Evolutionary Software Design

Software maintenance accounts for up to 80% of total development cost, and clones, i.e., duplicated code fragments, are one of the major contributing factors. Modern Integrated Development Environments (IDEs) assist with clone detection but there are no methods to help developers manage clones and even less is understood about how to practice safe cloning. More work is needed on reasoning about clones, their implications to software design and quality, and their management throughout the software lifecycle. In this theme, trainees will aim to develop methods and usable tools to assist developers to safely clone code within IDEs during development, and to manage existing clones during maintenance and evolution. 

Technical Debt

To keep up with a competitive world with financial and schedule pressures, shortcuts are often taken when building software, resulting in long-term negative impacts such as software maintenance costs, unpredictable software performance, and poor overall productivity. Relying on the technical debt expertise of our team members and on prior work with clones (one form of technical debt), SOAR trainees will further explore this important challenge with our industrial partners. Trainees, with support and mentorship from team members, will interview developers and managers while at the same time mining evidence of technical debt from software repositories, with the objective of cross validating the findings in order to develop, in the long-run, automated technical-debt metrics based on a variety of software-development artifacts. 

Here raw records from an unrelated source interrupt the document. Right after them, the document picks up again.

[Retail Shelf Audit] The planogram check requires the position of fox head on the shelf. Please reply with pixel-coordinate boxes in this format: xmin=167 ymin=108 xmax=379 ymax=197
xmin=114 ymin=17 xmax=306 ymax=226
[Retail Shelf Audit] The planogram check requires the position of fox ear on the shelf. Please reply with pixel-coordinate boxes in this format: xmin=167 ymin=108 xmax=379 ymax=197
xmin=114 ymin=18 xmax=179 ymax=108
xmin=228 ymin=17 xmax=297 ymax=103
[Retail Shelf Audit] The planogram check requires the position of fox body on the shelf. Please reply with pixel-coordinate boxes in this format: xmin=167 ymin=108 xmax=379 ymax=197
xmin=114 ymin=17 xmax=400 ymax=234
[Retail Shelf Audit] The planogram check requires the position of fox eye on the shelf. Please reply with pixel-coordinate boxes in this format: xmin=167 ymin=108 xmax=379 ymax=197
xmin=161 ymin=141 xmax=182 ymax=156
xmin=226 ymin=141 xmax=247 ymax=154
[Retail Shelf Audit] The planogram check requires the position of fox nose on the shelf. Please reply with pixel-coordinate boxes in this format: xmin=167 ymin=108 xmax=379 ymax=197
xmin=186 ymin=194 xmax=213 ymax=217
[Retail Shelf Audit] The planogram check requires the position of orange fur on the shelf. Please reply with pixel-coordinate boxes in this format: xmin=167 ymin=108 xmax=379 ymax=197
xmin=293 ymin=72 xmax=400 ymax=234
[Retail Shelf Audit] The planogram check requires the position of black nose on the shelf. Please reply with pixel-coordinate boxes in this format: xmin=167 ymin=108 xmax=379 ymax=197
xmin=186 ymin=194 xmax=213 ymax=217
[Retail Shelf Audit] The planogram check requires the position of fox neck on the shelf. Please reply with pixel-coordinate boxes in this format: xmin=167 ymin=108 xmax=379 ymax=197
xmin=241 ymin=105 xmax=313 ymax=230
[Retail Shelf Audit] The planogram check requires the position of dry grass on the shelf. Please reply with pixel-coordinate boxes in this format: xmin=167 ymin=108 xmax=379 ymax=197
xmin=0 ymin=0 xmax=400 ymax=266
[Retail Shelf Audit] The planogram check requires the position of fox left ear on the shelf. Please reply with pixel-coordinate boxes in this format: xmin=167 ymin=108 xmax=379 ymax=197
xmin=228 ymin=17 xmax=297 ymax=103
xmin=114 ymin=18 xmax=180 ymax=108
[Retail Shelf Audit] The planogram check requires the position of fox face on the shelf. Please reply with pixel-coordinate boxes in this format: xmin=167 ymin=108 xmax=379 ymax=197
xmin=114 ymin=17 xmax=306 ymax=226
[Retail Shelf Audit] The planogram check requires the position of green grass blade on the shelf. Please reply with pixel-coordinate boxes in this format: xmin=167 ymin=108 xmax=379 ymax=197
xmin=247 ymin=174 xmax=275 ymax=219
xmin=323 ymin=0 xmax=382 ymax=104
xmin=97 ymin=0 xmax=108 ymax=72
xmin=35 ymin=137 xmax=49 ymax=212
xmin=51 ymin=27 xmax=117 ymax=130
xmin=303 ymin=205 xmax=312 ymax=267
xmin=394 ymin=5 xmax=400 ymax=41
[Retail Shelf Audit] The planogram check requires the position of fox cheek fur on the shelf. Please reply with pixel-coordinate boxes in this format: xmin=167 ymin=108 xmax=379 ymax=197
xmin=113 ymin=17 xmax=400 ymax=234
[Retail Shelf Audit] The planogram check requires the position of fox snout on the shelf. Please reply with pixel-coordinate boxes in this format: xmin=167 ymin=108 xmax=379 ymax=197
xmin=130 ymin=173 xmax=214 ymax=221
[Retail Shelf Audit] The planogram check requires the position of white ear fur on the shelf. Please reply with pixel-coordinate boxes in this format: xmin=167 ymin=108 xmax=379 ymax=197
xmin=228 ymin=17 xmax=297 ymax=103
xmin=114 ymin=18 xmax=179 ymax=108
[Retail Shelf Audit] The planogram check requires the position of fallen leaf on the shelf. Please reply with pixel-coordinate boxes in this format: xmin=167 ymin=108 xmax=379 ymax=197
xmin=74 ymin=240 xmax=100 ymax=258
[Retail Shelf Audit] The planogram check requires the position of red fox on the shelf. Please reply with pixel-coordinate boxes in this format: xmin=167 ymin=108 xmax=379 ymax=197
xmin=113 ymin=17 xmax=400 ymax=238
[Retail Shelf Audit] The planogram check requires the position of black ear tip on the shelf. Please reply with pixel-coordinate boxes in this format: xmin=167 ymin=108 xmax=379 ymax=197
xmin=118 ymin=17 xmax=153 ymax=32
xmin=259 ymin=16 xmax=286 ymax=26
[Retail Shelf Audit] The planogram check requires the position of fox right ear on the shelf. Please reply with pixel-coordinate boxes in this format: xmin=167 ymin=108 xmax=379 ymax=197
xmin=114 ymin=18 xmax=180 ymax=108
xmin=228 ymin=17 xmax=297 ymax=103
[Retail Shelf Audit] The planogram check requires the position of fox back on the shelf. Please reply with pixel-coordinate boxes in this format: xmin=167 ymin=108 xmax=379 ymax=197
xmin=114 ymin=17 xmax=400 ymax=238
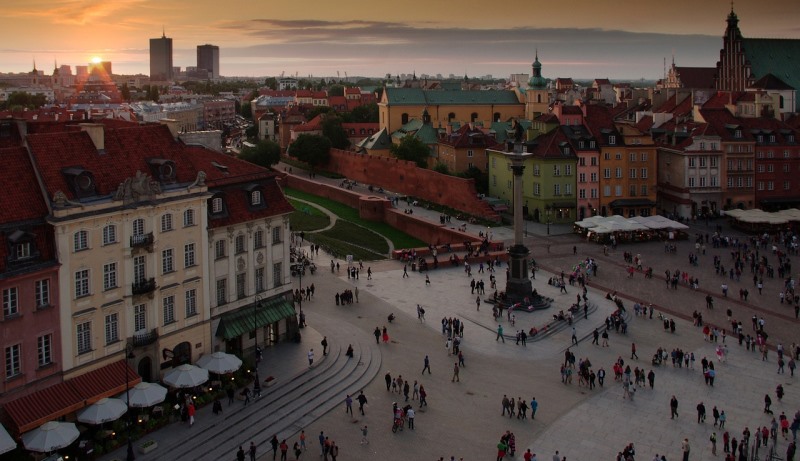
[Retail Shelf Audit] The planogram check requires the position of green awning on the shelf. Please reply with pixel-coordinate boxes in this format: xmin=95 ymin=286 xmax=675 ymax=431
xmin=216 ymin=297 xmax=295 ymax=340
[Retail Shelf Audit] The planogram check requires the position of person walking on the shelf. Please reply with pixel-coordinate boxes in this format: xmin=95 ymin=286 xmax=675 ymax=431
xmin=669 ymin=395 xmax=678 ymax=419
xmin=344 ymin=394 xmax=353 ymax=417
xmin=422 ymin=355 xmax=431 ymax=375
xmin=350 ymin=391 xmax=367 ymax=416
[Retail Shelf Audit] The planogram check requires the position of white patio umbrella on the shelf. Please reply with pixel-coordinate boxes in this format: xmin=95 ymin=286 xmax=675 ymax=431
xmin=197 ymin=352 xmax=242 ymax=375
xmin=22 ymin=421 xmax=80 ymax=453
xmin=78 ymin=399 xmax=128 ymax=424
xmin=0 ymin=425 xmax=17 ymax=455
xmin=119 ymin=382 xmax=167 ymax=408
xmin=164 ymin=364 xmax=208 ymax=388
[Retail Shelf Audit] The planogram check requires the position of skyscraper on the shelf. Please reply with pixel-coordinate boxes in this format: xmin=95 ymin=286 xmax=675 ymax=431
xmin=197 ymin=44 xmax=219 ymax=79
xmin=150 ymin=33 xmax=172 ymax=81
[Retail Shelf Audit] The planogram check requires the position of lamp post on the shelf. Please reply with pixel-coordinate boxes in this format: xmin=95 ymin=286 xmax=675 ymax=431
xmin=125 ymin=342 xmax=136 ymax=461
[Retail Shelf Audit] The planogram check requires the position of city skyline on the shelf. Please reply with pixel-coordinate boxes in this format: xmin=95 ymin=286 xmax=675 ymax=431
xmin=0 ymin=0 xmax=800 ymax=79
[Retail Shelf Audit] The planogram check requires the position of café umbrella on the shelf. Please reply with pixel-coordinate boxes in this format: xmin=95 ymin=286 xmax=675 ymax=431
xmin=78 ymin=398 xmax=128 ymax=424
xmin=22 ymin=421 xmax=80 ymax=453
xmin=0 ymin=426 xmax=17 ymax=455
xmin=164 ymin=364 xmax=208 ymax=388
xmin=197 ymin=352 xmax=242 ymax=375
xmin=119 ymin=382 xmax=167 ymax=408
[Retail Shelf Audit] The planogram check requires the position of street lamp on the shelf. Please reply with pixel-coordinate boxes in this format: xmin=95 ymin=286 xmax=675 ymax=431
xmin=125 ymin=342 xmax=136 ymax=461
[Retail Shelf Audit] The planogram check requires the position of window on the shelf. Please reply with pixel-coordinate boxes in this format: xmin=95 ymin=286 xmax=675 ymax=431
xmin=103 ymin=263 xmax=117 ymax=291
xmin=255 ymin=267 xmax=266 ymax=293
xmin=183 ymin=243 xmax=195 ymax=268
xmin=162 ymin=296 xmax=175 ymax=325
xmin=133 ymin=304 xmax=147 ymax=333
xmin=3 ymin=287 xmax=19 ymax=318
xmin=75 ymin=269 xmax=89 ymax=298
xmin=131 ymin=218 xmax=144 ymax=237
xmin=161 ymin=248 xmax=175 ymax=274
xmin=214 ymin=240 xmax=225 ymax=259
xmin=36 ymin=335 xmax=53 ymax=368
xmin=272 ymin=262 xmax=283 ymax=287
xmin=75 ymin=322 xmax=92 ymax=354
xmin=133 ymin=256 xmax=147 ymax=285
xmin=250 ymin=190 xmax=261 ymax=206
xmin=106 ymin=312 xmax=119 ymax=344
xmin=103 ymin=224 xmax=117 ymax=245
xmin=73 ymin=231 xmax=89 ymax=251
xmin=183 ymin=210 xmax=194 ymax=227
xmin=236 ymin=272 xmax=247 ymax=299
xmin=161 ymin=213 xmax=172 ymax=232
xmin=211 ymin=197 xmax=222 ymax=213
xmin=217 ymin=279 xmax=228 ymax=306
xmin=6 ymin=344 xmax=22 ymax=379
xmin=33 ymin=279 xmax=50 ymax=308
xmin=186 ymin=288 xmax=197 ymax=318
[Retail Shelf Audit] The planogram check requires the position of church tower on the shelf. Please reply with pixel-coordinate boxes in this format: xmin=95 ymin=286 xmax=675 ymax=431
xmin=525 ymin=50 xmax=550 ymax=120
xmin=716 ymin=6 xmax=752 ymax=91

Social Software Engineering

There is a wealth of information that can be extracted from analyzing the social interactions among developers, as captured in the co-developed artifacts of software repositories. SOAR trainees will deploy social-network analysis and machine-learning methods to extract interaction patterns, their evolution over time, and their impact on software quality. This work will build on our team’s recent work on software-team analysis and visualization and recent studies on gender diversity and communication patterns, that has found that diversity improves communication and subsequently the likelihood of undesirable source-code “code smells”.

Trustworthy, Explainable, and Visual Analytics for Software Teams

SOAR trainees will investigate the general problem of developing usable and actionable analytics tools for software development: information extracted through analytics is unlikely to drive action if users do not understand or trust it. The focus will be on investigating trustworthiness, explainability, visualization, and the user experience.